# Thread: Any other solution to this inequality ?

1. ## Any other solution to this inequality ?

Hi everyone !
I found that inequality that i proved , but i wanted another solution .
Show that for all a,b and c positive real numbers , the following inequality holds:
$\sum_{cyc}\frac{a}{(b+c)^2}\geq \frac{9}{4(a+b+c)}$
And please , don't tell me it is pre-calculus !

Anybody with another solution ?
(if you need mine , say it )

Moderator edit: Moved from Pre-algebra and Algebra. Closed until OP reads and follows the subforum rules for posting here.
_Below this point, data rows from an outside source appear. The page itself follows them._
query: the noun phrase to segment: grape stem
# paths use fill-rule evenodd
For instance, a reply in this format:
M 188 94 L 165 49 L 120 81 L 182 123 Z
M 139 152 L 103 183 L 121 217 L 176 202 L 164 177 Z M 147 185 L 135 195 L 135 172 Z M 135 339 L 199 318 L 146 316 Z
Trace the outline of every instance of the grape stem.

2. Maybe it's a matter of notation in different regions, bet personally I am not exactly sure of summation
$\displaystyle $\sum\limits_{cyc} {}$$

3. Originally Posted by Pranas
Maybe it's a matter of notation in different regions, bet personally I am not exactly sure of summation
$\displaystyle $\sum\limits_{cyc} {}$$
cyc=cyclic

4. Can i give a hint ?

5. I still don't understand what $\displaystyle\sum_{cyc}\frac{a}{(b+c)^2}$ is. Is it $\displaystyle\frac{a}{(b+c)^2}+\frac{b}{(a+c)^2}+\ frac{c}{(a+b)^2}$?

6. Yes it is !

7. Well , you must use both Cauchy-Schwartz and Nesbitt inequalities .